Oil company BP received yet another blow on Thursday in the form of a grilling by a US Congressional panel and heckles by angry citizens affected by the oil spill in the Gulf of Mexico. According to a BBC reporter, “as a public relations exercise for BP, the hearing was a disaster.”

Business communicators agree BP is facing a PR nightmare, but many say it is at least partly of its own making. John Patella of Patella Ink called BP CEO Tony Hayward’s now infamous statement about wanting his life back from the crisis “the most tone-deaf comment” he’d ever heard pass a CEO’s lips during crisis communications.

“One of the key messages to convey in any crisis is one of empathy and concern,” Patella said. “Hayward’s comment shows an astonishing lack of awareness for the situation and what it requires.

Steven Grant writing for the Public Relations Society of America has gone as far as to ask: “Can the BP brand survive Tony Hayward?”

True, as CEO, Hayward is BP’s most credible employee, Grant states. But “the more he speaks, the less credible he and the company become. … Hayward simply is not a good communicator.”

Aimee Stern of Stern Communications further takes Hayward to task for hiring a new head of media relations who was a former aide to former US vice president Dick Cheney.

The writer said BP shouldn’t have underestimated (or as she says “lied” about) the extent of the spill. It as well should not have spent multimillions of dollars on advertising after the spill but rather put their money and executives down where they were needed¬† – at the damage site – and let the news cover it.

Dan Hicks, with the US Institute for Crisis Management, is among the commentators taking a different tack. Demonstrating the divide currently rending the US politically, he sees the hiring of the former Cheney communications aide as a positive move. The missteps of CEO Hayward aside, BP ‘s main problem is “operational, not communication.”

“This mess can’t be fixed through communications. It can be made worse through communications, but no communications are going to make this sow’s ear anything except a sow’s ear.”

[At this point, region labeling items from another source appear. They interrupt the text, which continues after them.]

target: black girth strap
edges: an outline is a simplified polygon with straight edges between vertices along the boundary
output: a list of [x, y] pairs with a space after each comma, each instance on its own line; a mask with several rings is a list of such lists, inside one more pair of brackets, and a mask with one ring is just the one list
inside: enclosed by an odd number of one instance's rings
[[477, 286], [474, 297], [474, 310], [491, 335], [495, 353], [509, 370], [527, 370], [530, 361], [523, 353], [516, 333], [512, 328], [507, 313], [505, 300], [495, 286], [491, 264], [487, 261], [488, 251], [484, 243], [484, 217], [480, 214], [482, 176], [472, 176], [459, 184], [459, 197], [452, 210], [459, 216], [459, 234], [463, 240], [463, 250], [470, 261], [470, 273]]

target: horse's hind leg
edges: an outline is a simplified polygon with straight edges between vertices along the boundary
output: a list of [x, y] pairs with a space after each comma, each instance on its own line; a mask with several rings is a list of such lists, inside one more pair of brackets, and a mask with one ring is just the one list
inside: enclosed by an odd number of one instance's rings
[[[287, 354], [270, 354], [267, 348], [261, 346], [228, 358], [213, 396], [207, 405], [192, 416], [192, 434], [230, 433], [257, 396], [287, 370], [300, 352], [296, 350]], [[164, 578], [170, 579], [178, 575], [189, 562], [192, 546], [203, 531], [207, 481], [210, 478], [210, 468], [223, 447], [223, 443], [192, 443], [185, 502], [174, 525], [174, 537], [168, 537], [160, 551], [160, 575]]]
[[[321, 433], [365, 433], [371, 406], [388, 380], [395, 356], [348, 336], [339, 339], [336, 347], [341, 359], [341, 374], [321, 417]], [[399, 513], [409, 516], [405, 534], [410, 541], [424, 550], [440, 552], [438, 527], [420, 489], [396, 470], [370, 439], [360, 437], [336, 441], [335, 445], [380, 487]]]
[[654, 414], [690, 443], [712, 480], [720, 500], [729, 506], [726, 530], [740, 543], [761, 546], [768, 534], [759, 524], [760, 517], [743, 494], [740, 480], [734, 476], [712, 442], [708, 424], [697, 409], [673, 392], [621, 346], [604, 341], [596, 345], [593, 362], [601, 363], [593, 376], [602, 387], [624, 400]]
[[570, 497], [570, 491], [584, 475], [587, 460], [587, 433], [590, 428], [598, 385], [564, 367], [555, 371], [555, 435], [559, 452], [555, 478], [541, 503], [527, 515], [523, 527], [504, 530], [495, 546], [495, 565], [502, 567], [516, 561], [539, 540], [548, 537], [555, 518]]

In this regard, Hicks is in line with several professionals who have commented to bloggers and on discussion boards. They say that even if BP were pure as the driven snow (and the court is still out on that), even if the 20 April rig explosion was an unpreventable accident, 11 people are still dead and, as US government energy adviser Carol Browner stated, more oil is leaking in the Gulf of Mexico than at any other time in US history.

In the face these facts, these peole are asking: Who could give a good PR response?